But let me reply in the plainest terms I know.  I don't need lessons about telling the truth to American people.  And were I ever to need any improvement in that regard, I probably wouldn't seek advice from a Chicago politician.

Mrowwww.

 

My opponent's touchiness every time he is questioned about his record should make us only more concerned. 

Hector the projector here? Obama's been touchy? 

 

For a guy who's already authored two memoirs, he's not exactly an open book. 

For a guy who's co-authored five books, McCain's not an open book either.

 

 It's as if somehow the usual rules don't apply, and where other candidates have to explain themselves and their records, Senator Obama seems to think he is above all that.  Whatever the question, whatever the issue, there's always a back story with Senator Obama.  All people want to know is: What has this man ever actually accomplished in government? 

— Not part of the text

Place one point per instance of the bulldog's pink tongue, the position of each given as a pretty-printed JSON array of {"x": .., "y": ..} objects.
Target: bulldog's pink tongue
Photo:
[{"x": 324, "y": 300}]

The heart of the critique, and  McCain's answer is: nothing. What major legislation is he mostly responsible for? On anything major, when has he worked across at the aisle at the expense of his political self-interest?

 

What does he plan for America?  In short: Who is the real Barack Obama? 

(He's not one of us.)

 

But ask such questions and all you get in response is another barrage of angry insults.

Our current economic crisis is a good case in point.  What was his actual record in the years before the great economic crisis of our lifetimes?

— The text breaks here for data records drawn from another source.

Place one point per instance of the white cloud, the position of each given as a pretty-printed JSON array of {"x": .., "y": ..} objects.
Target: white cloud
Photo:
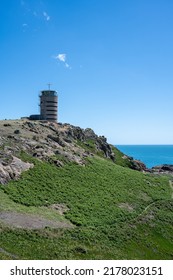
[
  {"x": 62, "y": 57},
  {"x": 46, "y": 16}
]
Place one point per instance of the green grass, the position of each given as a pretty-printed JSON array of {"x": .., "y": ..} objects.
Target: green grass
[{"x": 108, "y": 204}]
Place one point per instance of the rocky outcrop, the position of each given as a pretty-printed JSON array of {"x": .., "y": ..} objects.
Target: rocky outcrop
[
  {"x": 163, "y": 169},
  {"x": 140, "y": 166},
  {"x": 12, "y": 169},
  {"x": 53, "y": 142}
]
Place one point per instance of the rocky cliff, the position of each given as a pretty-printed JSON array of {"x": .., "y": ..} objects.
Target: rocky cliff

What's McCain's? During his 26 years in the Senate, when was he Paul Wellstone? What did McCain do in 1987? How did he hande LTCM? Etc. Is there a record? Obama's younger than McCain, and there haven't been that many crisis in his lifetime.

This crisis started in our housing market in the form of subprime loans that were pushed on people who could not afford them.  Bad mortgages were being backed by Fannie Mae and Freddie Mac, and it was only a matter of time before a contagion of unsustainable debt began to spread.  This corruption was encouraged by Democrats in Congress, and abetted by Senator Obama.

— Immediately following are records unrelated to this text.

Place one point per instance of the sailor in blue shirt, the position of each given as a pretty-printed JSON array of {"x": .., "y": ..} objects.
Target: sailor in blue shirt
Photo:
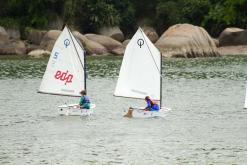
[
  {"x": 84, "y": 100},
  {"x": 151, "y": 105}
]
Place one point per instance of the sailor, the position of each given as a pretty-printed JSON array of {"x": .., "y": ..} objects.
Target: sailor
[
  {"x": 84, "y": 100},
  {"x": 151, "y": 104}
]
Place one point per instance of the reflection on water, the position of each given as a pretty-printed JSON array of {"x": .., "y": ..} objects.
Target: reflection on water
[
  {"x": 207, "y": 124},
  {"x": 232, "y": 67}
]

Two years ago, McCain warned about Fannie and Freddie; a year ago, he seemed to have forgotten the warning; whatever his foresight, he didn't seem to do anything either except to "call" for a solution.

 

Senator Obama has accused me of opposing regulation to avert this crisis.  I guess he believes if a lie is big enough and repeated often enough it will be believed.  But the truth is I was the one who called at the time for tighter restrictions on Fannie Mae and Freddie Mac that could have helped prevent this crisis from happening in the first place. 

This is true as far as it goes. But despite McCain's "call," the crisis still happened.

 

Senator Obama was silent on the regulation of Fannie Mae and Freddie Mac, and his Democratic allies in Congress opposed every effort to rein them in.  As recently as September of last year he said that subprime loans had been, quote, "a good idea."  Well, Senator Obama, that "good idea" has now plunged this country into the worst financial crisis since the Great Depression.

 The question isn't whether subprime loans were a good idea; it's whether they were dumped on people who couldn't pay their mortgages, and Democrats in Congress bear some responsibility for failing to get their heads around the downside risks of Fannie and Freddie. To them, and even to President Bush, it was an unalloyed positive that so many middle-to-lower income families were getting equity in their homes. And McCain is probably right: there was an element of small-c-Washington corruption in feeding the frenzy.  Republicans and Democrats are complicit.

 

To hear him talk now, you'd think he'd always opposed the dangerous practices at these institutions.  But there is absolutely nothing in his record to suggest he did.  He was surely familiar with the people who were creating this problem.  The executives of Fannie Mae and Freddie Mac have advised him, and he has taken their money for his campaign.  He has received more money from Fannie Mae and Freddie Mac than any other senator in history, with the exception of the chairman of the committee overseeing them.  Did he ever talk to the executives at Fannie and Freddie about these reckless loans?  Did he ever discuss with them the stronger oversight I proposed?  If Senator Obama is such a champion of financial regulation, why didn't he support these regulations that could have prevented this crisis in the first place?  He won't tell you, but you deserve an answer.

 

The question is: the crisis seems to have spread way beyond Fannie and Freddie and most Americans don't blame Fannie and Feddie. So is McCain's critique here too narrow? 

...

 Who is the real Senator Obama?  Is he the candidate who promises to cut middle class taxes, or the politician who voted to raise middle class taxes?  Is he the candidate who talks about regulation or the politician who took money from Fannie Mae and Freddie Mac and turned a blind eye as they ran our economy into a ditch?  Is he the candidate who promises change, or is he the politician who has bought into everything that is wrong with Washington?  We can't change the system with someone who's never fought the system. Washington is on the wrong track and I'm going to set it right.  The American people know my record.  They know I am going to change Washington, because I've done it before.  They know I'm going to reform our broken institutions in Washington and on Wall Street because I've done it before.  They know I'm going to deliver relief to the middle class, because that's what I've done. 

The problem is: Americans don't know that McCain is going to reform broken institutions. They don't know that he's done it before. They don't know that he's going to deliver relief to the middle class. They don't, en masse, trust McCain in this area. They trust Obama.